A SALE musician who came to the UK alone as a child is to see his story come alive on stage.

Jean Blanchard Azip arrived in this country aged just 15.

Like many thousands of others he was escaping from instability and civil war in his native DR Congo.

“I didn’t decide to come to the UK,” said Jean. “It just happened. I didn’t really care because I had already lost everything.”

On landing at Heathrow in 1998, Jean was initially placed in B&B accommodation alongside some young Kosovan refugees. He moved to Altrincham early the following year when a family asked him to live with them.

“I’d had my Christmas dinner at theirs, as part of a scheme organised through social services,” said Jean, who was brought up Catholic. “They asked me to live with them and I said yes.”

“I liked it,” said Jean, who went on to study accounting and finance at university. “It was much better than London.”

Despite speaking five languages - Lingala, Swahili, French, English and Portuguese – Jean says he now does all his thinking in English.
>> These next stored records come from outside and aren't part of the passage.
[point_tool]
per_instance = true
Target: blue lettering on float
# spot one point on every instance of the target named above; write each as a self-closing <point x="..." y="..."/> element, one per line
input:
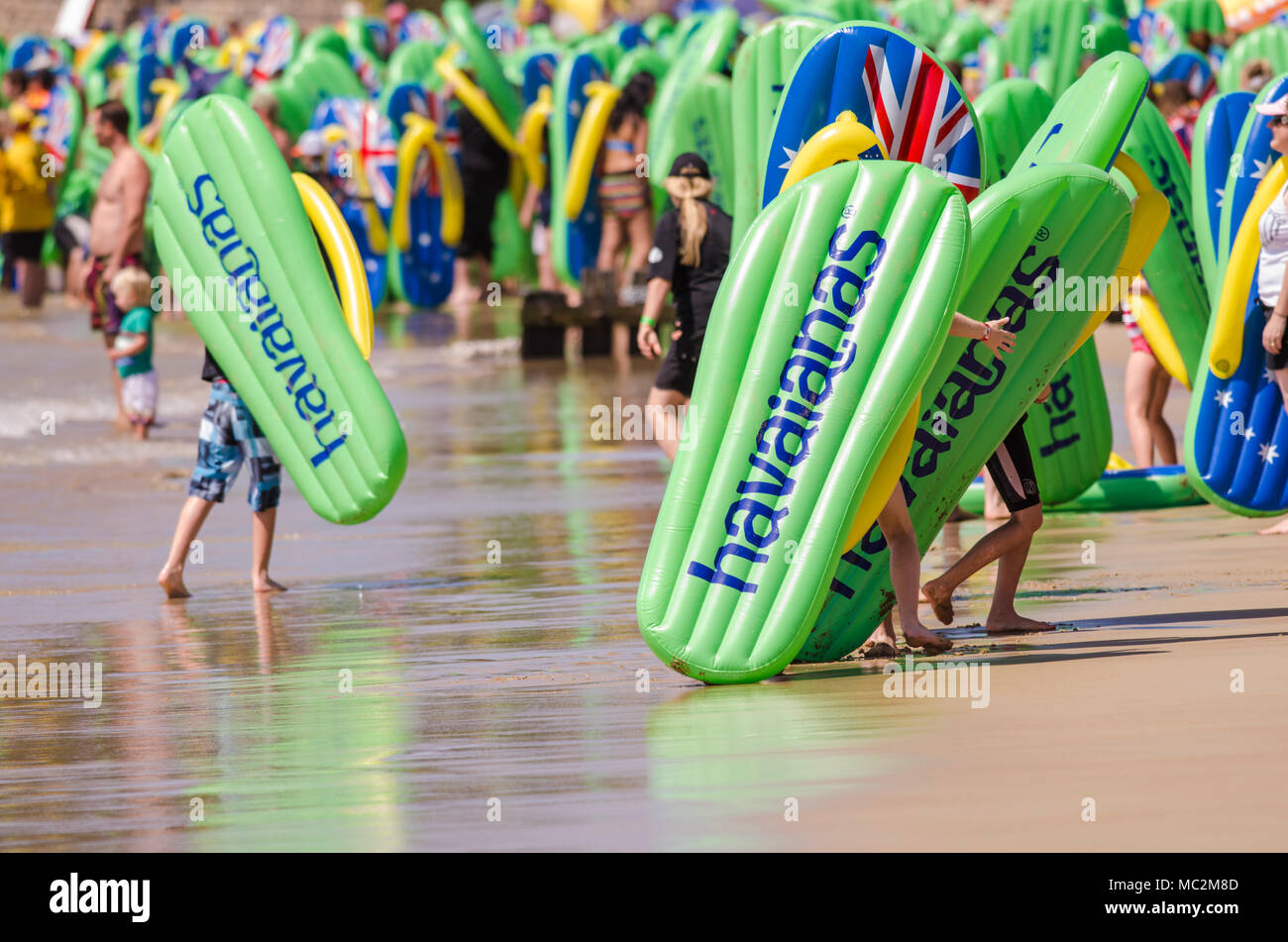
<point x="241" y="265"/>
He speaks English to his four children as this is their mother tongue..

Though with his two eldest children starting to learn French at school, he is determined to give his youngest child a head start with one of his mother tongues.

The story of Jean and other members of Greater Manchester’s Congolese community is now being brought to life through music and song, spoken word, digital image and food at Manchester’s Band On The Wall.

* LISAPO The Congolese Tales Project is on June 28.